Jum
"jum" means "remember" in Thai
An alternative to Joblib's Memory to cache python function in-file
It uses dill package to pickle objects and also to help hashing function arguments, so it supports any kind of objects as long as dill supports it.
Use cases
import jum
@jum.cache(cache_dir='.jum')
def a_long_running_function(array):
... do some cpu intensive things ...
return value
import numpy as np
a_long_running_fn(<some_large_np_array>)
## to configure compression level (default 2)
@jum.cache(cache_dir='.jum', compresslevel=<0-9>)
Installation
pip install jum
Features
- It supports almost any kind of objects including numpy's ndarray which is its main use case.
- Faster and lighter and smaller cache footprints than Joblib's Memory.

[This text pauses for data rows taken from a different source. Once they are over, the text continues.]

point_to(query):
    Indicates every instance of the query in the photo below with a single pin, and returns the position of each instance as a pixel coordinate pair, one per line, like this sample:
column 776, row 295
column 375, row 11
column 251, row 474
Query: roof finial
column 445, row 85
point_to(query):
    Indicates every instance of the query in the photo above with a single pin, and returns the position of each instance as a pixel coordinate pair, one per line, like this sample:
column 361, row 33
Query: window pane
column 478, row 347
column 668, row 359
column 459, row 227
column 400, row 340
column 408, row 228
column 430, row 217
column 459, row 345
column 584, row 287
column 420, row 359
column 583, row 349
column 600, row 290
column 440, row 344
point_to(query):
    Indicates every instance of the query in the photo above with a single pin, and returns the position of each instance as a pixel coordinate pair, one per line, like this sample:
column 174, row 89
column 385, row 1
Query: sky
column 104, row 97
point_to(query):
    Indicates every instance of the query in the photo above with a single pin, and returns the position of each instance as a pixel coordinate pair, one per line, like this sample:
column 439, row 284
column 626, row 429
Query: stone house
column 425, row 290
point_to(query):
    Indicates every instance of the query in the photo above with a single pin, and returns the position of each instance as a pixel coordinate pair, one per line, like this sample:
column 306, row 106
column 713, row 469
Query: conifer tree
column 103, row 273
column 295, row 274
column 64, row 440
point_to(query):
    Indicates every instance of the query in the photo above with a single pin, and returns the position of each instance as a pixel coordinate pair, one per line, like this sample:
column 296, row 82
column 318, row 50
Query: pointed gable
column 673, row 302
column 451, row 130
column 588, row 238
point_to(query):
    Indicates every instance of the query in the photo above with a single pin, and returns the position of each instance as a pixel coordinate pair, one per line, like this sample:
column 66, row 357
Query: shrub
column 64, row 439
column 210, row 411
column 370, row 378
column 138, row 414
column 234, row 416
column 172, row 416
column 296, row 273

- It supports file compression using Python's Gzip library.
- It uses SHA1 as the main hashing algorithm, to provide the large 256 bit hashing space.
- It now uses xxhash to hash the ndarray (specifically) for speed boost.
To be improved
- use dill to hash the function body instead of the function code, because some function's code cannot be retrieved, esp. in the case of python console.
- function file path might not work in case of python console, put some default values for it.
- using some faster hash, xxhash, (update) I have profiled it, found that the slowest, bottleneck, is rather the "pickle" process not hash itself.
- favor the slower hash (very negligible) to the safer for collisions.
- by directing hash the ndarray via xxhash, ndarray hashing performance is increased ten-fold.
- add a verbose mode, showing the time elapsed for hashing (mainly the overhead of caching).
-
add support to
F_CONTIGUOUS
nd-array by transposing it we can use xxhash to hash. - Take function dependencies (i.e. functions that this function calls) into account.
Known Problem
- null arg problem where a function as no argument.
-
using
dill
for hashing the function is an overkill, it's far too sensitive, I will fallback to function source lines. -
ValueError: ndarray is not C-contiguous
happens with some specific ndarray, not all ndarrays can be fed to xxhash directly: be treated by pickle for now.